Picture this: It’s about 6:30 in the evening and I’m walking to meet my friend at the coffee shop and, unofficially, my second home, Espresso Royale. I’m wearing nothing exciting: some leggings, an over-sized t-shirt, and a baseball cap. My socks that have the phrase “ringmaster of the shit show” were also visibly showing out of my gym shoes. Needless to say, I was crushing the fashion game.
As I spot her a half a block away, I start dancing to get her attention. Badly. The type of dancing that gets you internet famous. Of course, she did not see the wonderful performance I was putting on for her. Instead, the cars on 4th St. waiting for the light to turn got first row seats to the atrocity that was my dancing.

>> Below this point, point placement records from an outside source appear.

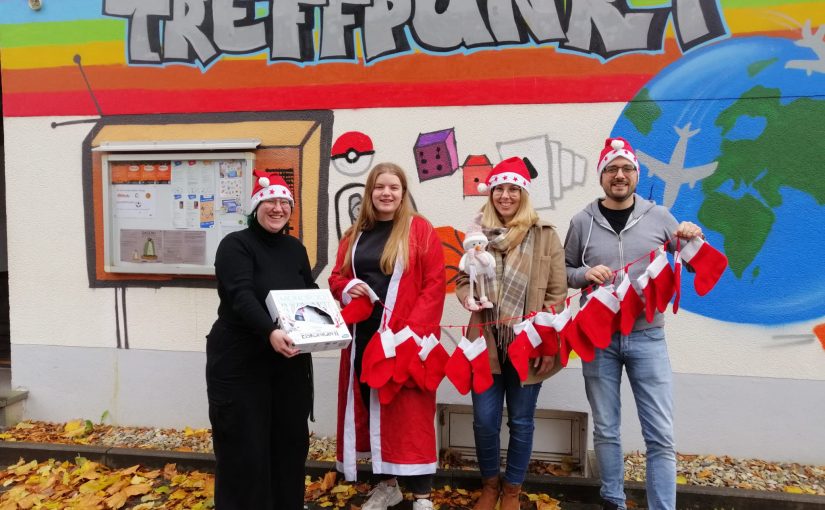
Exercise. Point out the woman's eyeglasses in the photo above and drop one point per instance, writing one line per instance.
(614, 169)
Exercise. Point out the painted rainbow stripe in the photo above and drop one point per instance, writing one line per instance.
(40, 77)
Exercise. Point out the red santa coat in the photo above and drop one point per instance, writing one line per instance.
(399, 437)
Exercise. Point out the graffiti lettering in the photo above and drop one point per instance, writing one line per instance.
(191, 31)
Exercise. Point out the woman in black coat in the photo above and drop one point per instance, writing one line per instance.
(259, 385)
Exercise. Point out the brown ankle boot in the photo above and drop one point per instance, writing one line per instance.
(509, 496)
(490, 488)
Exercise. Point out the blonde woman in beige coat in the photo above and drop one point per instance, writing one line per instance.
(530, 276)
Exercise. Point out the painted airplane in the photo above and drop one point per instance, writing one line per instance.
(674, 173)
(816, 42)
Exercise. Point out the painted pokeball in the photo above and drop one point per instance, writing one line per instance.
(352, 153)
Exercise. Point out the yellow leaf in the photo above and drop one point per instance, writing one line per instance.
(178, 494)
(71, 426)
(25, 468)
(329, 480)
(117, 500)
(137, 490)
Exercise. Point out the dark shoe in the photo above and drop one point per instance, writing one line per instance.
(490, 488)
(509, 496)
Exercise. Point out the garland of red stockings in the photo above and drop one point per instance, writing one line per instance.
(393, 360)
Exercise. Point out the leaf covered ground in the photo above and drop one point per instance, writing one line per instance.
(704, 470)
(87, 485)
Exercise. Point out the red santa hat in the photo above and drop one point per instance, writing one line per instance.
(616, 148)
(510, 171)
(269, 185)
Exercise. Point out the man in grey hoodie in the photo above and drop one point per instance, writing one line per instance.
(603, 239)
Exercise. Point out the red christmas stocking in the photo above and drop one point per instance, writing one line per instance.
(630, 305)
(435, 360)
(571, 338)
(564, 351)
(358, 310)
(416, 367)
(476, 353)
(708, 262)
(661, 278)
(597, 318)
(543, 322)
(406, 349)
(677, 277)
(524, 347)
(649, 293)
(458, 369)
(378, 363)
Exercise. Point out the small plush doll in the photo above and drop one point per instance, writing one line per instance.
(479, 265)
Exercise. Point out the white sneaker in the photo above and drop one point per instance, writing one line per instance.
(422, 504)
(382, 496)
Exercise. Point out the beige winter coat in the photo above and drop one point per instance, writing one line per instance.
(548, 286)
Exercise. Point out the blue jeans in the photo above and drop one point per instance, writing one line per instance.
(487, 415)
(644, 356)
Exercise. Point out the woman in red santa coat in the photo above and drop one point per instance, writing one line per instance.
(392, 253)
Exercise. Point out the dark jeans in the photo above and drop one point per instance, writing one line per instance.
(259, 403)
(487, 416)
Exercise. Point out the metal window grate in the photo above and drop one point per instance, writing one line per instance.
(559, 437)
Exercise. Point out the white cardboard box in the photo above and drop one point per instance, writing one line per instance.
(310, 317)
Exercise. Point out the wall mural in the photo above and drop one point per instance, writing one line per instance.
(750, 136)
(724, 103)
(193, 56)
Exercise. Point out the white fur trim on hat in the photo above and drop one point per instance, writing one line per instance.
(508, 178)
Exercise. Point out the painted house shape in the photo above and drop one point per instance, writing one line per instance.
(476, 168)
(436, 154)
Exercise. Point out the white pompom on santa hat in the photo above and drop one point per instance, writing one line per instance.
(616, 148)
(510, 171)
(268, 185)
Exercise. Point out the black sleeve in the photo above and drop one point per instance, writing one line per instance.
(306, 270)
(234, 267)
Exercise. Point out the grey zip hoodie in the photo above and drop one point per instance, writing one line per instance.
(591, 241)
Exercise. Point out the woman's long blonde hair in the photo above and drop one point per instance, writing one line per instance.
(518, 226)
(397, 247)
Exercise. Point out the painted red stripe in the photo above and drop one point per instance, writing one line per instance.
(370, 95)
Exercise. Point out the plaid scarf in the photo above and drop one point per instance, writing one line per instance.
(512, 276)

Now, what I just explained was more or less an embarrassing story. Many people in my shoes, or socks for this matter, would be mortified. And as embarrassing as it was, I was ok with it.
Throughout my 19 years, what I come to realize is that there will be embarrassing things are going to happen to you. Some are more prone to this than others (like myself).
This is just how life works.
Unless you are a robot, you are going to dance like an idiot in public or trip going up the stairs. This is just about being human. As trivial as that sounds, I’ve noticed that many have a hard time with not taking themselves too seriously. While I believe that there are times where it is important to take yourself seriously, it does not mean that you have to do that for every waking moment of the day.
I used to struggle with this. Oftentimes, I was told I was “too serious” or I needed to “laugh more.” I would get easily angered by things that I really didn’t have control over, like accidentally spilling coffee on my sweater. Things that do not matter in the long run. I think oftentimes we as individuals associate seriousness with respect.
There is a notion that in order to be respected, by others or by yourself, you have to carry yourself in a serious manner. However, that is just not true.
There are plenty other ways of carrying yourself in a respectable way that does not involve getting easily embarrassed by little things.
When I stopped taking myself too seriously, I was able to find better ways to carry myself in a way that ended up making me respect myself more and emulating that respect amongst others in my life. There is something about learning to laugh at yourself that brings you to peace with yourself. It not only shows others that you are comfortable being who you are, but it also reaffirms what makes you so unique and wonderful.
Being able to laugh at yourself also makes life way more enjoyable.
It is absolutely inevitable that we as individuals are going to embarrass ourselves during our lifetime. Trying to avoid that inevitability is only going to add more stress and negative energy to your life. Instead, add to the positivity in your life by laughing. It releases endorphins which as an incredible effect on your mood and over all well-being. What’s not to love?
So whether you’re already a master at this or just starting, I encourage to you practice laughing at yourself. It doesn’t have to be every day and it doesn’t have to be over blatantly embarrassing things but incorporating this into your daily life will have so many benefits. After all, life is too short: why not laugh?